Sachkunde

Hat ein Beauftragter, z.B. ein Rechtsanwalt, einen bestimmten Auftrag nur wegen seiner besonderen Sachkunde erhalten, muss er in aller Regel beim Auftreten von Bedenken gegen erteilte Weisungen den Mandanten beraten und ihn warnen.

Zum Sachverhalt: Der Kläger verlangt von den beklagte Rechtsanwälten Schadensersatz wegen Pflichtverletzungen bei der Verwahrung von Geld. Am 1. 11. 1978 unterzeichnete der Kläger ein Schriftstück, wonach er der V.- GmbH einen Betrag von 100000 DM zur Verfügung stellte, der mit 15% jährlich verzinst werden sollte. Am 6. 12. 1978 suchte der Kläger die Beklagte in deren Kanzlei auf und teilte ihnen seine Absicht mit, bei der V.-GmbH einen Betrag von 100000 DM zinsgünstig anzulegen. Er erklärte hierbei, er benötige vorab noch bestimmte Unterlagen über die von der V.-GmbH zu stellenden Sicherheiten, und bat die Beklagte, bis zum Eingang dieser Unterlagen die 100000 DM bei ihnen hinterlegen zu dürfen. Die Beklagte boten dem Kläger an, die Sicherheiten zu prüfen. Daraufhin schlossen die Parteien eine schriftliche Vereinbarung über die treuhänderische Hinterlegung von 100000 DM auf einem Anderkonto der Beklagte Sie vereinbarten, dass die Beklagte die Auszahlung an die Firma V. insbesondere erst nach Eingang einer selbstschuldnerischen Bürgschaft der Universalbank K. in Höhe von DM 100000 zugunsten des Klägers sowie nach Vorliegen einer schriftlichen Anweisung des Klägers an die Beklagte aufgrund einer Prüfung der Bankunterlagen erfolgen sollte. Nachdem der Betrag auf das Anderkonto der Beklagte eingezahlt worden war, überbrachte der Geschäftsführer der V.-GmbH. K, den Beklagten am 21. 12. 1978 eine vom Kläger unterzeichnete schriftliche Anweisung, das hinterlegte Geld sofort auszuzahlen.
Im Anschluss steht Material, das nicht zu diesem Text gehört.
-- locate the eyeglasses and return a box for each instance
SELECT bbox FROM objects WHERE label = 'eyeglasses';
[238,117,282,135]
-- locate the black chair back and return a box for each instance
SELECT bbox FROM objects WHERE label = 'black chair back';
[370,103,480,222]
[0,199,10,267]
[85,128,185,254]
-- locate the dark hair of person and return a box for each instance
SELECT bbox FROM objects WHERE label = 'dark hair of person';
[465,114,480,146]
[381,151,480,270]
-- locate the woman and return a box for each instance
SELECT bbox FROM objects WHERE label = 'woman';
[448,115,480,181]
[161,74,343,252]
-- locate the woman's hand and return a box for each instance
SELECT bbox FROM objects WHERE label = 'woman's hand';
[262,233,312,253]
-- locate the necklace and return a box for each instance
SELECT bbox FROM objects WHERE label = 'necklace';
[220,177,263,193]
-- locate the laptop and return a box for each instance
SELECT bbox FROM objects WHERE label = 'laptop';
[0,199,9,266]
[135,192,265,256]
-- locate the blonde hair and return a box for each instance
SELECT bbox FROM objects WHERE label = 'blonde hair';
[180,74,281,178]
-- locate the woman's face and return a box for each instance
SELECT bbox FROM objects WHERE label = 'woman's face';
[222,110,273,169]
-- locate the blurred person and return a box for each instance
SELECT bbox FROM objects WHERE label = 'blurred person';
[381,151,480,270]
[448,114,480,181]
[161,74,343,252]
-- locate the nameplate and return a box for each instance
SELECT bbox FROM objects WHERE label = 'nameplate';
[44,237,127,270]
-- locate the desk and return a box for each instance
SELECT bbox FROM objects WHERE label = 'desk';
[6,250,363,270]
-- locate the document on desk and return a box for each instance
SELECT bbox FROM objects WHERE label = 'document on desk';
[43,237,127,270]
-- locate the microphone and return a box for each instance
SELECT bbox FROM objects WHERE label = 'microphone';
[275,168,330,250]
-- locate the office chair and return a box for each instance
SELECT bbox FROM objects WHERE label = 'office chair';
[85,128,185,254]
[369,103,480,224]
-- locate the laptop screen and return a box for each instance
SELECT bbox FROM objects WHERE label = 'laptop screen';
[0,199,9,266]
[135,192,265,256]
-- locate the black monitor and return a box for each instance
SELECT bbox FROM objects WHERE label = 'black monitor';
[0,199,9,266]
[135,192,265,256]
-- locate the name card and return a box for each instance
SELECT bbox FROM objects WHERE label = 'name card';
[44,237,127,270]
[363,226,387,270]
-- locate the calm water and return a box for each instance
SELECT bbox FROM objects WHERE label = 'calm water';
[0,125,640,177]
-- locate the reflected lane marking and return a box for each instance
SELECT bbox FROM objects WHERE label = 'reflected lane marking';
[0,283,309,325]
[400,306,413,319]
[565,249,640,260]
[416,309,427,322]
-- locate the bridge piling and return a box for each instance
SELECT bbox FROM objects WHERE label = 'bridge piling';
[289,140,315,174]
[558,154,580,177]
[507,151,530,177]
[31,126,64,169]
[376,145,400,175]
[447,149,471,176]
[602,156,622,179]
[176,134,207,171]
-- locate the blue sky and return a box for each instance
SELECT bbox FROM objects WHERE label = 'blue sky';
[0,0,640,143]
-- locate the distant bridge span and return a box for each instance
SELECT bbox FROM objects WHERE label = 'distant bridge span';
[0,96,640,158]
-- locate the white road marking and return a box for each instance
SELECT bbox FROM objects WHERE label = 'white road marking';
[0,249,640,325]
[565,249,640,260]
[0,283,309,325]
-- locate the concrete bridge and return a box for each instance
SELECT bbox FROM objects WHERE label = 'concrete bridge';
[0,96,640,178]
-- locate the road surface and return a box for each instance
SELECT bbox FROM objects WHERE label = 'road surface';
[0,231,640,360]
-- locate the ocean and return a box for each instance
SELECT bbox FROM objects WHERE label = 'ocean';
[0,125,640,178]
K verlangte aufgrund dieses Schreibens die sofortige Auszahlung und erklärte, die Unterlagen über die Bankbürgschaft seien bereits dem Kläger selbst ausgehändigt worden. Die Beklagte verweigerten zunächst die Auszahlung, überließen dann aber K ein an den Kläger gerichtetes Schreiben, in dem sie diesen aufforderten, zu bestätigen, dass er die Unterlagen erhalten habe und dass entgegen der Vereinbarung vom 6. 12. 1978 sofortige Auszahlung erfolgen sollte. Nachdem der Klägerdas Schreiben unterzeichnet hatte, legte K es am 22. 12. 1978 den Beklagten wieder vor.

Nach der Behauptung der Beklagte hatte der diesem Tag noch vorher mit dem Kläger telefonisch gesprochen: der Kläger habe ihm dabei erklärt, ihm lägen die Bankunterlagen vor, und es sei alles in Ordnung. Daraufhin händigten die Beklagte an K 100000DM in bar aus bzw. gaben ihm einen Barscheck über diese Summe. K hat das Geld veruntreut. Irgendwelche Sicherheiten hatte der Kläger nicht erhalten.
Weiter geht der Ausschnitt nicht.